Your Tax Return Your Way
The easiest way of legally maximise your tax return is through your contribution to superannuation. You can use your year-end bonus to settle your super. Of course if you’re sacrificing your bonus, you should set it up before your entitlement is confirmed with your boss. However, you need to keep in mind that the salary sacrificing is only related to your future income.
You must also know your potential tax deductions. Tax deduction encompasses many things and can be found on your tax form. A good example would be those interest cost of loans over investment properties. It can be used to reduce your tax return. You also have to make sure you claim all legitimate work-related deductions, so keep those receipts in a safe place. Doing so can save you from tax payment for up to a hundred dollars. The government is helping you manage your tax, so use the opportunity, look for your receipts and have them on hand for tax return time.
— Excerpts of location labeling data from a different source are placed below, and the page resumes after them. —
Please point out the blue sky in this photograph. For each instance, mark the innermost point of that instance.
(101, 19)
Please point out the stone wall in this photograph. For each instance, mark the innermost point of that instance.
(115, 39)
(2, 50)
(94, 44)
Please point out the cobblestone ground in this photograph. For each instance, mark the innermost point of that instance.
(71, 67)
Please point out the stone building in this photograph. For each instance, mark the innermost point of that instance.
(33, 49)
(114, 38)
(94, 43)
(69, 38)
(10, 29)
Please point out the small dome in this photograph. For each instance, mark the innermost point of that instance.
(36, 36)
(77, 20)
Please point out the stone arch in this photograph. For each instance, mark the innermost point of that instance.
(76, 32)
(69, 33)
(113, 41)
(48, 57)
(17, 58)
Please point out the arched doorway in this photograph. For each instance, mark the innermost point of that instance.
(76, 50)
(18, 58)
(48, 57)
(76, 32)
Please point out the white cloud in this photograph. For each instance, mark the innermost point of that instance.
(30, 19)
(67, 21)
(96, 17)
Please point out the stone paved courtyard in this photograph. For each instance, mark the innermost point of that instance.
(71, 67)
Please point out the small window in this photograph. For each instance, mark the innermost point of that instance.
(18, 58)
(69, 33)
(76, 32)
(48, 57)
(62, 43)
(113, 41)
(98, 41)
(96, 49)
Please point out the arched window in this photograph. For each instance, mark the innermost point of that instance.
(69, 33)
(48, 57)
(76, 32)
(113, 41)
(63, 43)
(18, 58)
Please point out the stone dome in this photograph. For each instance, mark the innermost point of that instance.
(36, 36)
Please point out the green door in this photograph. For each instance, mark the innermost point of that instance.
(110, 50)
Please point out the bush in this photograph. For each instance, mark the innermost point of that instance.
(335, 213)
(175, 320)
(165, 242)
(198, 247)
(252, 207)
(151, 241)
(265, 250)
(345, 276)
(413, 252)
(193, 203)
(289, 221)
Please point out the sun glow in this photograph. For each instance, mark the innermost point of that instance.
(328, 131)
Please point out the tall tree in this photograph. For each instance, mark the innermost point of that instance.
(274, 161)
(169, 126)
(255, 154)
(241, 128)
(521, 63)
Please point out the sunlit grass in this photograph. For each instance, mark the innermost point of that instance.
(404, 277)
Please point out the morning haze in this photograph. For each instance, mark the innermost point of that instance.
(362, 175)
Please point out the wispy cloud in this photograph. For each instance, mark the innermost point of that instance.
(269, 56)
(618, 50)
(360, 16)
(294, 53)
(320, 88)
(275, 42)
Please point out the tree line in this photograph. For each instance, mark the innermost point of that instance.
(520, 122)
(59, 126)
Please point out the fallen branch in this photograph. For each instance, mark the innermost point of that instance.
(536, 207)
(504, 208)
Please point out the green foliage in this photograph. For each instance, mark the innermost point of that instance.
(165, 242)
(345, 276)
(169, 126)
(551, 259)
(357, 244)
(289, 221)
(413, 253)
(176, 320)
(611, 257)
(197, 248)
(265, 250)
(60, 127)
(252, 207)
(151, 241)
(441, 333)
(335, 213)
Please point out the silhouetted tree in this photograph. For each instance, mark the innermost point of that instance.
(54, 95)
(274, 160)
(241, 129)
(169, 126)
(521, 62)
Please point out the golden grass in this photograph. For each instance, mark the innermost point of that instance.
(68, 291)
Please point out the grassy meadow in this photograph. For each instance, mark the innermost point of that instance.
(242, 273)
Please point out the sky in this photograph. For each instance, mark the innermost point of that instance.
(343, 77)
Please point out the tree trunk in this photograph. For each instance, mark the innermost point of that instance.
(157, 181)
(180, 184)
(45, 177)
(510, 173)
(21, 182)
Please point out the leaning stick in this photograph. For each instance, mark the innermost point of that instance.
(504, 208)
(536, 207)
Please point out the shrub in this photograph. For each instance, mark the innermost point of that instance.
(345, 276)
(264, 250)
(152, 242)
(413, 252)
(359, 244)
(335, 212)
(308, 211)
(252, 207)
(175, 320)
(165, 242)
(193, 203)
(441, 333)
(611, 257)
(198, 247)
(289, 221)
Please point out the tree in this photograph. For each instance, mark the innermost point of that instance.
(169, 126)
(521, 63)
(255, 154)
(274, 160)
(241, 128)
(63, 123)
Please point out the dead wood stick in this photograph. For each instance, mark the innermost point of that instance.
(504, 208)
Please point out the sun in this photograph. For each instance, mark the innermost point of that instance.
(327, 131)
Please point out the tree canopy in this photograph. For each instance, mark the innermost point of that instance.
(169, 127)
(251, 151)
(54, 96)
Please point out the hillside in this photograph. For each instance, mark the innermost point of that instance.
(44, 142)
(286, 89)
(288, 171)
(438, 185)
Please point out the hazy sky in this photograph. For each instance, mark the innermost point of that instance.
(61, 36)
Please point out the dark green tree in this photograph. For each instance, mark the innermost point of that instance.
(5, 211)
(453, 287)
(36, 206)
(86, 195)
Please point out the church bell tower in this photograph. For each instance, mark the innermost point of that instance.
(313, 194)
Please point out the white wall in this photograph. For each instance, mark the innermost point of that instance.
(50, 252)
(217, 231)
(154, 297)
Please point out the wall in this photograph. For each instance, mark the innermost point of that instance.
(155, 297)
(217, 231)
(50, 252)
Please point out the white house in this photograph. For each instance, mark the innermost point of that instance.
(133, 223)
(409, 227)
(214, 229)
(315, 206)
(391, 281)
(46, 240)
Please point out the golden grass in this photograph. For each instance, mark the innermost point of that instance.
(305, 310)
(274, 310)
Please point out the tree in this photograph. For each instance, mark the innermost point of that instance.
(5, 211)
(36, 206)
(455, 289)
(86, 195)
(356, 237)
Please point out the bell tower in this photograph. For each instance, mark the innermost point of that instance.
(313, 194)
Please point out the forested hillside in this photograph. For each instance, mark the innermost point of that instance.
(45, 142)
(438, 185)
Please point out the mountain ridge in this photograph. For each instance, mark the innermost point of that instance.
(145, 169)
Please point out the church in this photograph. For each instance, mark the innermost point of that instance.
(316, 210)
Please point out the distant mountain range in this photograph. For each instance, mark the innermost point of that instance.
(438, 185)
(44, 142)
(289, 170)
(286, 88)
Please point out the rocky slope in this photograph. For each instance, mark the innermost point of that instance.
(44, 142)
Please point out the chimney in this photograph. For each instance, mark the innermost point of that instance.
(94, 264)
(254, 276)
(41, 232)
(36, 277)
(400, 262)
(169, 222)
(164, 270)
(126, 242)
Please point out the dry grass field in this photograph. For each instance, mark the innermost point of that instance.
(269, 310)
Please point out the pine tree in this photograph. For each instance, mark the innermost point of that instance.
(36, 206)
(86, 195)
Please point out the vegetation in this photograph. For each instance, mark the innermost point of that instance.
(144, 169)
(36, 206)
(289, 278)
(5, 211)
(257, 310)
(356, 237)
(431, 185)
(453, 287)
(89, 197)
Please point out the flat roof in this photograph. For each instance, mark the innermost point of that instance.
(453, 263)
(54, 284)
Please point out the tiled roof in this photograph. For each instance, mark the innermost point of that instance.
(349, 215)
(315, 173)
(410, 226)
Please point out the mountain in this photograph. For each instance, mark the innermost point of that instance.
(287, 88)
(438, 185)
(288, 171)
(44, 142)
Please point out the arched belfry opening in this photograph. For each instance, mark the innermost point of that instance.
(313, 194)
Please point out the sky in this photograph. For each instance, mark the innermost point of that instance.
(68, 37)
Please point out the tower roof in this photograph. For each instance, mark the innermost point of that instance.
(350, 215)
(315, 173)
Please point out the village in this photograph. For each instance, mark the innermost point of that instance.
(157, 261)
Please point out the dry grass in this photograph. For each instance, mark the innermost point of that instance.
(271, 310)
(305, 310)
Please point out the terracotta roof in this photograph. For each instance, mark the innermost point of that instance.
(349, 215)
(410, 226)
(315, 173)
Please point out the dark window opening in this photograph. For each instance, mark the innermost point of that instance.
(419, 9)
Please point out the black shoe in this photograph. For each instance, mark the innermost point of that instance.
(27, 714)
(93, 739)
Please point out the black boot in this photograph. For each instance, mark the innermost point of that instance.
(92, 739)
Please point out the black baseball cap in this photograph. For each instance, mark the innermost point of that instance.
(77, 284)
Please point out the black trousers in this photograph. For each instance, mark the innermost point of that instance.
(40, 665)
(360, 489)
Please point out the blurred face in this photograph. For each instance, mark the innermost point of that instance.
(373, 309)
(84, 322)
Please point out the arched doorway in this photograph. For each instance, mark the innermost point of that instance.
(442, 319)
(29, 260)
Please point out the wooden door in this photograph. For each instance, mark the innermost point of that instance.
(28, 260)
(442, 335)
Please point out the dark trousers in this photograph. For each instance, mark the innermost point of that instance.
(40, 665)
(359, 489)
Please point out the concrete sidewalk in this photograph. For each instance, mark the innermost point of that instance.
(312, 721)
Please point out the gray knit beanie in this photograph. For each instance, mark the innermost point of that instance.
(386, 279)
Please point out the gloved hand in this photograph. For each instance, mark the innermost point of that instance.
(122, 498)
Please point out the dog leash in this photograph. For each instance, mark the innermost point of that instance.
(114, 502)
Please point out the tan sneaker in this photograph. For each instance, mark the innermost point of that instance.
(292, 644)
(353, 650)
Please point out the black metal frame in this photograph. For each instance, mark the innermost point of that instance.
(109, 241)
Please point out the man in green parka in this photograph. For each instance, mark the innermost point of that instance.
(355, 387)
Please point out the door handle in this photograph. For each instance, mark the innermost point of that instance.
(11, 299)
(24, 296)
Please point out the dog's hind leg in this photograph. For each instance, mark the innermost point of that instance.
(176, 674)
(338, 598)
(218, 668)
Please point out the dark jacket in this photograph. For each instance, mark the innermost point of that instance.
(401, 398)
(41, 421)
Make sure you keep track of all your assets and claim any potential tax deductions. For example you have some assets of loss-incurring investments, such as shares or an investment property, be wise enough to leave those commitments and sell it in order to reduce your capital gains tax.
For people who are into small businesses, don’t worry you will also have the privileges of tax deductibles that is specified just for you. The government’s budget of 2015 entitles small businesses to receive tax deductions of up to $20,000 for purchasing assets. This entitlement is available for businesses that have turnovers of less than $2 million starting from budget night in Mid May until July 2017. So if you’re a small time entrepreneur use the extra money to improve your business.
Of course all of this falls to the deadline of submission. Always send it on time. You don’t want any trouble or mistakes with your tax returns because they can be somewhat of a hassle at times.